Esto no había ocurrido nunca después de las primeras elecciones democráticas: empiezan a salir partidos y plataformas nuevas que quieren irrumpir en el juego político o ampliar su campo de actuación. En la izquierda hay iniciativas que tratan de convocar o aglutinar a los movimientos sociales que, desde el 15-M a Gamonal, demuestran alguna capacidad de movilización. El rumor y algo más que el rumor sitúa entre sus promotores a personalidades tan conocidas como Baltasar Garzón y a notables agitadores del mundo cultural. En la derecha estamos viendo el proyecto de expansión de Ciudadanos, el partido de Albert Rivera, a todo el territorio nacional, y acaba de ser noticia la creación de Vox, que está llamado a ser conocido como el partido de Ortega Lara.

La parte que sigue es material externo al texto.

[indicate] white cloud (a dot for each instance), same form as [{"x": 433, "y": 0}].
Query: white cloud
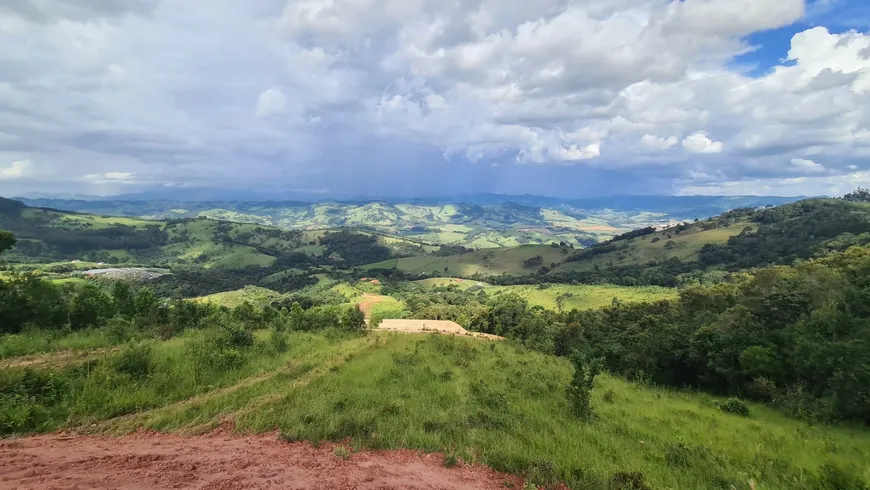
[
  {"x": 270, "y": 102},
  {"x": 700, "y": 143},
  {"x": 805, "y": 165},
  {"x": 157, "y": 89},
  {"x": 656, "y": 143},
  {"x": 834, "y": 186},
  {"x": 111, "y": 178},
  {"x": 16, "y": 170}
]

Ninguno de estos intentos tiene aspecto de cambiar el mapa político nacional, pero incordian. Incordian y se constituyen en seria amenaza para quienes estaban acostumbrados a la tranquilidad de no tener competencia. No hay más que ver la reacción de Esperanza Aguirre, posiblemente la mujer con más olfato en la política española, que ayer saltó a la arena a reclamar al Partido Popular que no deje perder a un militante como Ortega Lara. Es fácil suponer que si Ortega se hubiera dado de baja sin más, la señora Aguirre no se habría conmovido. Pero es que este símbolo del sufrimiento terrorista no es solo una baja. Pasa a ser competencia pequeña, pero directa. Y algo peor: siembra la duda en el electorado de que el Partido Popular no responde a inquietudes de personas como él. Esto es lo más grave.
Por lo tanto, atención a lo que se está cociendo en los sótanos de los viejos partidos. Si cuajan o se les adivina tirón electoral, al PSOE lo harán girar a la izquierda. Al Partido Popular, en cambio, lo llevarán más a la derecha. «Si cabe», dirían los más críticos con su nueva orientación en cuestiones de orden y costumbres. Y en todo caso, esa aparición de nuevas siglas y nombres es perfectamente coherente con el desencanto que produce la actual clase política. La necesidad de otros partidos se palpa en las conversaciones de la calle. En unos casos, para castigo de los actuales. En otros, en la demanda de soluciones que los partidos tradicionales no han sabido aportar ante la crisis.
Esta puede ser la última consecuencia del naufragio económico y el malestar social: una parte de la sociedad quiere otros gestores. Ojalá apareciesen y metiesen algo de aire fresco en las instituciones. Pero encierran dos peligros en el corto plazo: que muchos votos se pierdan en minorías intrascendentes y que se fragmente la representación parlamentaria. A la vista de las encuestas, es lo que faltaba para hacer ingobernable el país.